Ставши на эту почву, мнительное мое воображение уже не останавливалось в созидании перспектив, исполненных всякого рода препятствий. Мне чудилось, что я стою среди бесчисленной стаи
Одним словом, я спускаюсь на почву чисто практическую, хватаюсь за самую живую струну — за детей, хочу растолковать, что ради их, этих многолюбимых детей, не бесполезно держать язык за зубами, даже в том случае, ежели имеется в перспективе медаль за спасение погибающего культурного общества. И что ж! сороки сначала смотрят на меня и друг на друга недоумевающими глазами, но потом мало-помалу осмеливаются, щеголевато подскакивают к самым моим ногам, расправляют крылья, чистят носы и, как ни в чем не бывало, продолжают прерванное стрекотание… «А наплевать нам на историю! наплевать на детей! и мы — навоз, и история — навоз, и дети наши — навоз!» — слышится мне среди безнадежного хаоса звуков…
Ах! никогда я не знал ничего более унизительного и до боли гнетущего, как это праздное сорочье стрекотанье! Есть в нем что-то посрамляющее слух человеческий и в то же время дразнящее, подуськивающее. Бобчинские не вызывают гнева, а именно только дразнят, нахально опираясь при этом на свою сорочью невменяемость. Делая пакости, иногда равносильные злодеяниям, они вовсе не сознают неключимости своего творчества, но лишь выполняют провиденциальное свое назначение. И вот к этому-то подневольному, невменяемому и вдобавок неопрятному виду человека я должен обращаться, должен думать об нем, объяснять его и обличать сорочье его щебетание! Где, в какой стране возможен подобный подвиг, исключая тех постылых сорочьих углов, где Бобчинские и Добчинские дают тон жизни, где, быть может, даже совсем погасла бы жизнь, если б не будило ее их назойливое стрекотание!
Да и с каким правом я обращу свою проповедь к Бобчинским? где тот противовес, на который я мог бы опереться при этом? где он, где тот загадочный русский читатель, от которого я имел бы право ожидать оценки и одобрения?
Покуда я таким образом размышлял, Глумов молча ходил по комнате и, по-видимому, тоже что-то обдумывал. Наконец он остановился против меня и сказал:
— Знаешь ли что? ведь я на днях Петьку Износкова встретил!
— Ну, и бог с ним!
— Да ты слушай. Идет он по Морской, а в глазах у него так и светится культурность. Словом сказать, производитель во всех статьях. Встретились — ничего. Других культурных людей поблизости не случилось — стало быть, и мне втихомолку руку подать можно. Постояли, поглядели друг на друга, школьную жизнь вспомнили. Выправился он, раздобрел — страсть! В плечах — косая сажень, грудь колесом, тело крупитчатое, румянец так и хлещет во всю щеку. Так вот весь, всем нутром словно говорит: а хочешь, я сейчас тебе целую десятину унавожу! А картавит как — заслушаешься!

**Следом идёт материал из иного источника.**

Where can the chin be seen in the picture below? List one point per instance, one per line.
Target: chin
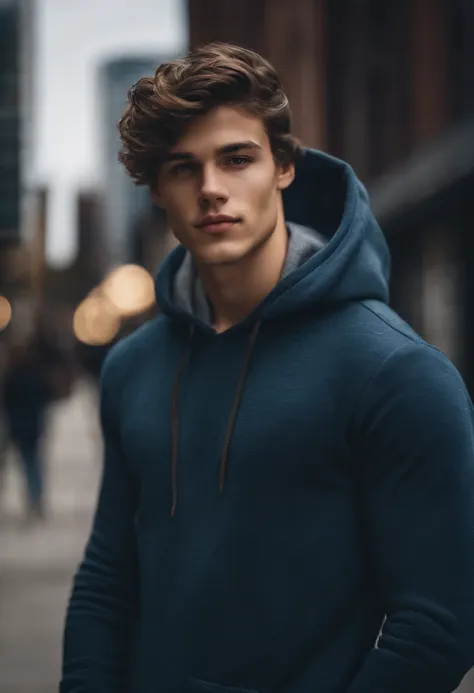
(225, 253)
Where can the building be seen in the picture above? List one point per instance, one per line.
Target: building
(389, 87)
(17, 44)
(127, 207)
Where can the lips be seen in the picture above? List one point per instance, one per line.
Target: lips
(216, 223)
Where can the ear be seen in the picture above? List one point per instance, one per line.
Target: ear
(286, 176)
(155, 196)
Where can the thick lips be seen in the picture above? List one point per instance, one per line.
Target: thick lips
(217, 224)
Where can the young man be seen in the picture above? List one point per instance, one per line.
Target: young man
(287, 498)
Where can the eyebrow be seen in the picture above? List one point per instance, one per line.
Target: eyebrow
(226, 149)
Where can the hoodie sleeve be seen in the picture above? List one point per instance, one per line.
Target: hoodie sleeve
(101, 608)
(415, 439)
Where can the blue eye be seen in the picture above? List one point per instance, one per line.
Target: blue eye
(185, 167)
(239, 160)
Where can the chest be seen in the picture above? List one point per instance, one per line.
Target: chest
(288, 431)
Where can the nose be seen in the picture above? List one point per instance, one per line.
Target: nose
(213, 188)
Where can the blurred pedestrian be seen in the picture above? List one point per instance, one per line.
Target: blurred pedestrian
(288, 466)
(26, 394)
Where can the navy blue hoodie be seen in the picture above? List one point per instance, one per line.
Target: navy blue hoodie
(286, 506)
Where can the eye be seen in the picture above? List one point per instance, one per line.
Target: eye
(238, 161)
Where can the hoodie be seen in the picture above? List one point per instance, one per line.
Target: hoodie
(286, 506)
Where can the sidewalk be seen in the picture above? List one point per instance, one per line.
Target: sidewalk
(37, 564)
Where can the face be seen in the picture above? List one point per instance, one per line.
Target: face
(221, 188)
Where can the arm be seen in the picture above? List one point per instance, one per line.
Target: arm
(104, 595)
(414, 433)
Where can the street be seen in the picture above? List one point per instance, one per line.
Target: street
(37, 563)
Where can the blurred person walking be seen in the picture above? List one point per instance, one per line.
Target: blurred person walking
(26, 395)
(288, 465)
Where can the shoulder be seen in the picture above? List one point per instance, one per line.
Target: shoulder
(132, 352)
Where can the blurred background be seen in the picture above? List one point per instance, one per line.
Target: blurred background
(387, 86)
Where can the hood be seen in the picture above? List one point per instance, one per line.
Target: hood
(353, 263)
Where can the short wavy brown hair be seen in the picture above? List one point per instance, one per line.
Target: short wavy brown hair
(161, 107)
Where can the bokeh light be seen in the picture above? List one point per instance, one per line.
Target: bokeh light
(130, 289)
(95, 321)
(5, 312)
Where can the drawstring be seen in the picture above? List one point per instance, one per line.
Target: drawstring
(235, 406)
(175, 421)
(233, 414)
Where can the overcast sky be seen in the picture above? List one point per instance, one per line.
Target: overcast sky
(73, 37)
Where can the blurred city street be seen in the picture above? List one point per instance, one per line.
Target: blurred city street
(37, 563)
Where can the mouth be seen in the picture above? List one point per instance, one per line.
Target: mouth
(217, 224)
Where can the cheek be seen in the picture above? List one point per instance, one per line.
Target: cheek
(260, 192)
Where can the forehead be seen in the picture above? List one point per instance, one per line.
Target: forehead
(220, 127)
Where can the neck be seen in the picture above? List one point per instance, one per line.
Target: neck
(235, 290)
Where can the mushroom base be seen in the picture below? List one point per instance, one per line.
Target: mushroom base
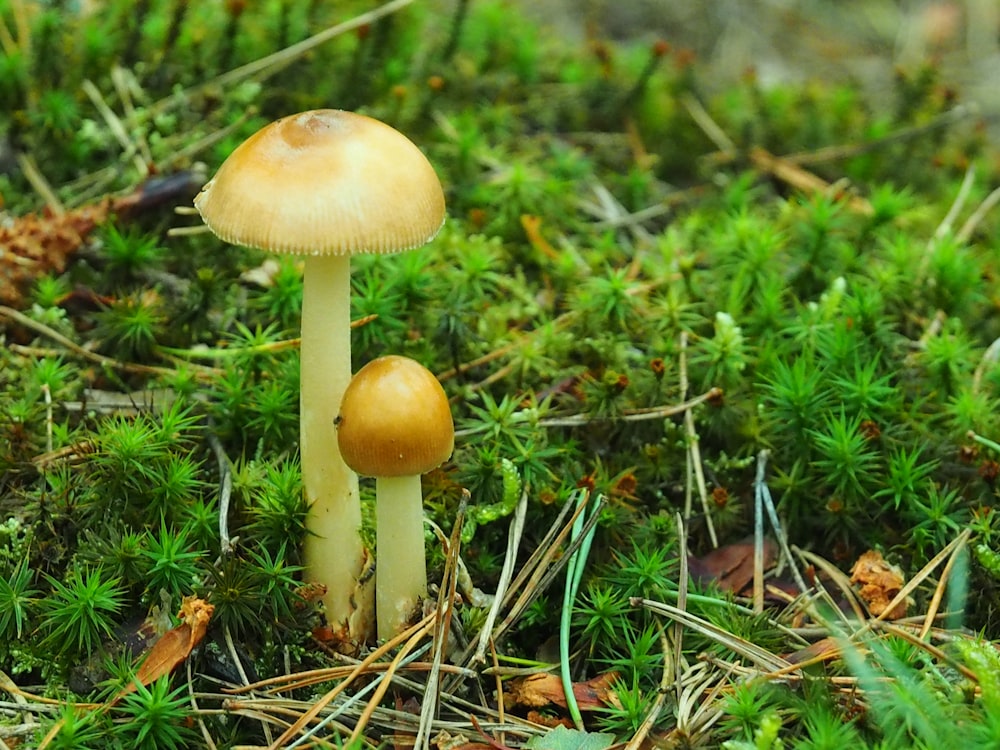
(400, 572)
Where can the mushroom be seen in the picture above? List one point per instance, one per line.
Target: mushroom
(326, 184)
(395, 424)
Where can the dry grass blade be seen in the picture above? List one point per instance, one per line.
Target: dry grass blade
(442, 626)
(409, 636)
(506, 573)
(764, 659)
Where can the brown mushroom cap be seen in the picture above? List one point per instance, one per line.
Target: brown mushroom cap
(395, 420)
(325, 182)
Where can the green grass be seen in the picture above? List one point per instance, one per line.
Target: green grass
(581, 290)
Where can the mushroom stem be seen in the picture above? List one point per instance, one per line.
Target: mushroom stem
(334, 554)
(400, 571)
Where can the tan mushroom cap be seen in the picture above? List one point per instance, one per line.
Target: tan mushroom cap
(395, 420)
(325, 182)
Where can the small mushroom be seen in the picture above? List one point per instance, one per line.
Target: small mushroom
(326, 184)
(395, 424)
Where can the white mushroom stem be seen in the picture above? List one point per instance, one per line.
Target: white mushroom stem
(334, 554)
(400, 571)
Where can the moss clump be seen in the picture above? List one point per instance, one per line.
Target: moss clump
(641, 292)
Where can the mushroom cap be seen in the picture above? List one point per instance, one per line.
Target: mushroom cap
(325, 182)
(395, 420)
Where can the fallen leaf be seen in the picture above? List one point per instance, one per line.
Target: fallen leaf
(174, 646)
(825, 648)
(879, 582)
(540, 690)
(730, 567)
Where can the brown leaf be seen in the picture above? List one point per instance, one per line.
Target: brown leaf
(174, 646)
(540, 690)
(731, 566)
(879, 582)
(825, 648)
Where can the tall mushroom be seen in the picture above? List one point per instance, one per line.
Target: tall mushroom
(395, 424)
(326, 184)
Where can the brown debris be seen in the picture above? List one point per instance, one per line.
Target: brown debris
(541, 690)
(730, 567)
(879, 582)
(174, 646)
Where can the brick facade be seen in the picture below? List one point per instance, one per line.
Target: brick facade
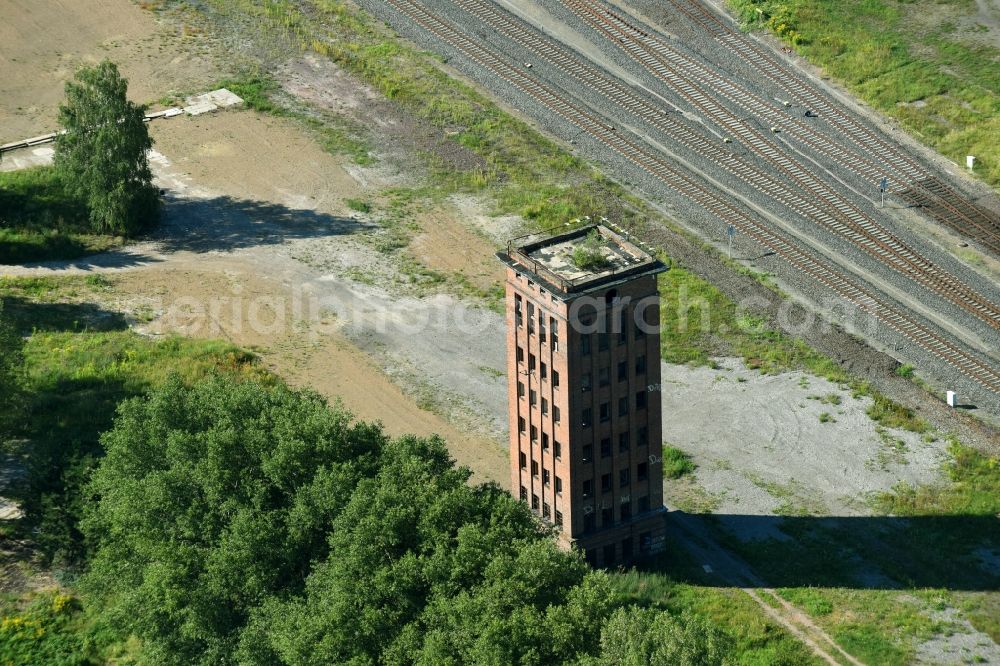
(584, 374)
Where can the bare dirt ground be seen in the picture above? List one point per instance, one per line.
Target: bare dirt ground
(789, 443)
(43, 43)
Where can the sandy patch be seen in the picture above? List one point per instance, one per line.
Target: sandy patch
(786, 443)
(244, 155)
(446, 244)
(42, 42)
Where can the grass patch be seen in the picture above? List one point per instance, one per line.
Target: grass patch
(522, 171)
(80, 361)
(893, 415)
(676, 463)
(40, 221)
(44, 628)
(892, 54)
(757, 640)
(698, 322)
(358, 205)
(927, 540)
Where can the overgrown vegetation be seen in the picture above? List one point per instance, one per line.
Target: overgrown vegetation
(874, 583)
(676, 463)
(41, 220)
(589, 254)
(919, 62)
(44, 629)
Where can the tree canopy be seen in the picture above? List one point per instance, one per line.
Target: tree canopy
(102, 154)
(233, 522)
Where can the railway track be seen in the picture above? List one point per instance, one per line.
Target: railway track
(661, 169)
(914, 183)
(840, 216)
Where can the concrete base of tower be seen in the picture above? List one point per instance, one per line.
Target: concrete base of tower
(641, 537)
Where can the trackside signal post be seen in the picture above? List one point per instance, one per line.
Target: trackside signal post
(583, 368)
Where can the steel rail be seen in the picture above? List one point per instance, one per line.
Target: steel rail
(802, 260)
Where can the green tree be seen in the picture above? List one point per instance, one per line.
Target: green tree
(635, 636)
(211, 499)
(102, 154)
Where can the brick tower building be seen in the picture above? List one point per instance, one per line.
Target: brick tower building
(583, 362)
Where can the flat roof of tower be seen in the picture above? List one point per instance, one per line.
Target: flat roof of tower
(582, 259)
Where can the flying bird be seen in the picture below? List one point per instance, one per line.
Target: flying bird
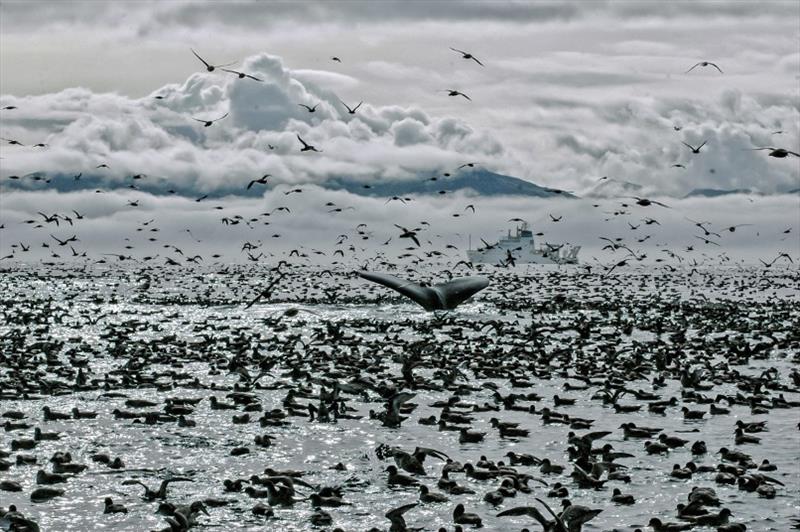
(466, 55)
(704, 64)
(453, 92)
(210, 67)
(208, 123)
(694, 150)
(778, 153)
(306, 146)
(354, 109)
(645, 202)
(241, 75)
(261, 181)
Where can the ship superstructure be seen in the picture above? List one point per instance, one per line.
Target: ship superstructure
(521, 248)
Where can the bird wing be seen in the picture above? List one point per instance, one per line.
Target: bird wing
(200, 58)
(398, 512)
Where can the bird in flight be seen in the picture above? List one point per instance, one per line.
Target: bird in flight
(241, 75)
(306, 146)
(704, 64)
(261, 181)
(412, 234)
(354, 109)
(466, 55)
(210, 67)
(694, 150)
(644, 202)
(778, 153)
(453, 92)
(208, 123)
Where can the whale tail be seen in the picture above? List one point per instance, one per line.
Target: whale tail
(445, 296)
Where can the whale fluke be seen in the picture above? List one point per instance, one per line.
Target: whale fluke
(445, 296)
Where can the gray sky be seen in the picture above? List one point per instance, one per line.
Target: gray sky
(569, 92)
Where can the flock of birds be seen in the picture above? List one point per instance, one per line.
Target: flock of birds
(482, 378)
(562, 365)
(22, 250)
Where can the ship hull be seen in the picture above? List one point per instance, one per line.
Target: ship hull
(499, 256)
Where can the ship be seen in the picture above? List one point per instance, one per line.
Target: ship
(520, 248)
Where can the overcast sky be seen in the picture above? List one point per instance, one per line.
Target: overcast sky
(570, 92)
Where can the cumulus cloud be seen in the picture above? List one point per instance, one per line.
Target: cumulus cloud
(165, 137)
(112, 225)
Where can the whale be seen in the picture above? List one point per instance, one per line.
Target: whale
(444, 296)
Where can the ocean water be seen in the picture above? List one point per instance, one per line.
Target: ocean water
(161, 323)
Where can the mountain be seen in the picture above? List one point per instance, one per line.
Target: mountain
(715, 192)
(479, 182)
(613, 188)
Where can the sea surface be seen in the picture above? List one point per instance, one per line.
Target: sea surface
(148, 333)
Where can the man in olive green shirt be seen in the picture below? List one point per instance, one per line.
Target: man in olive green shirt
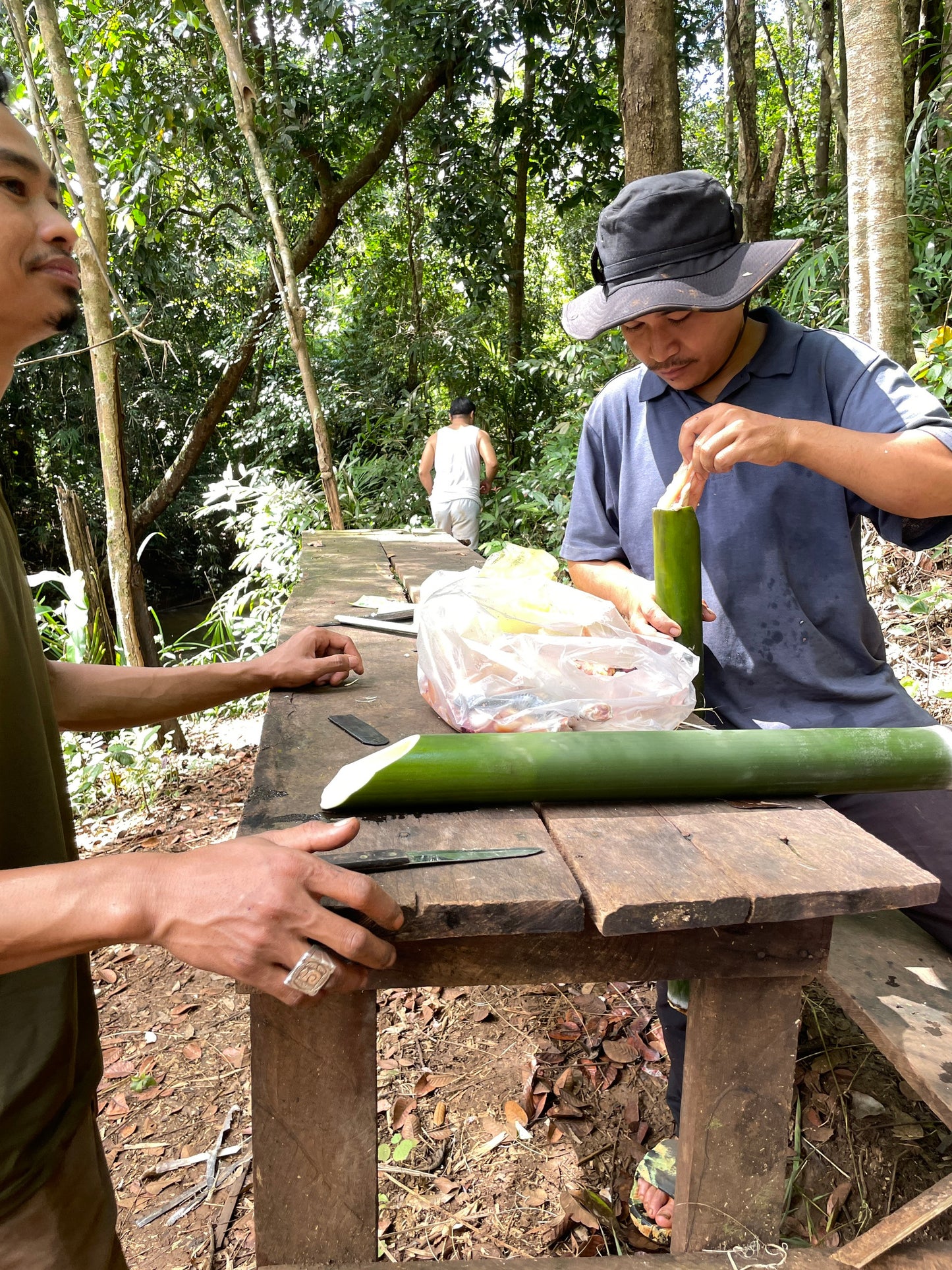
(246, 908)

— И охота тебе говорить об нем!
— Вот видишь, любезный, ты об нем и говорить не хочешь, а он об тебе вспоминал! «Где, говорит, он? я, говорит, слышал, что он с мерзавцами связался?»
— И ты, разумеется, подтвердил?
— Еще бы! Да, говорю, жаль малого! скружился!
Затем Глумов, по своему обыкновению, засыпал меня анекдотами из жизнеописания русского культурного человека, так что мало-помалу и меня самого увлек в область воспоминаний об нашей совместной школьной жизни.
— А помнишь ли, — сказал я, — как мы в школе родословную Износкову сочинили: отец — Бычок, мать — Светлана, бабка — Резвая, от Громобоя и Гориславы, прапращур — сам Синеус?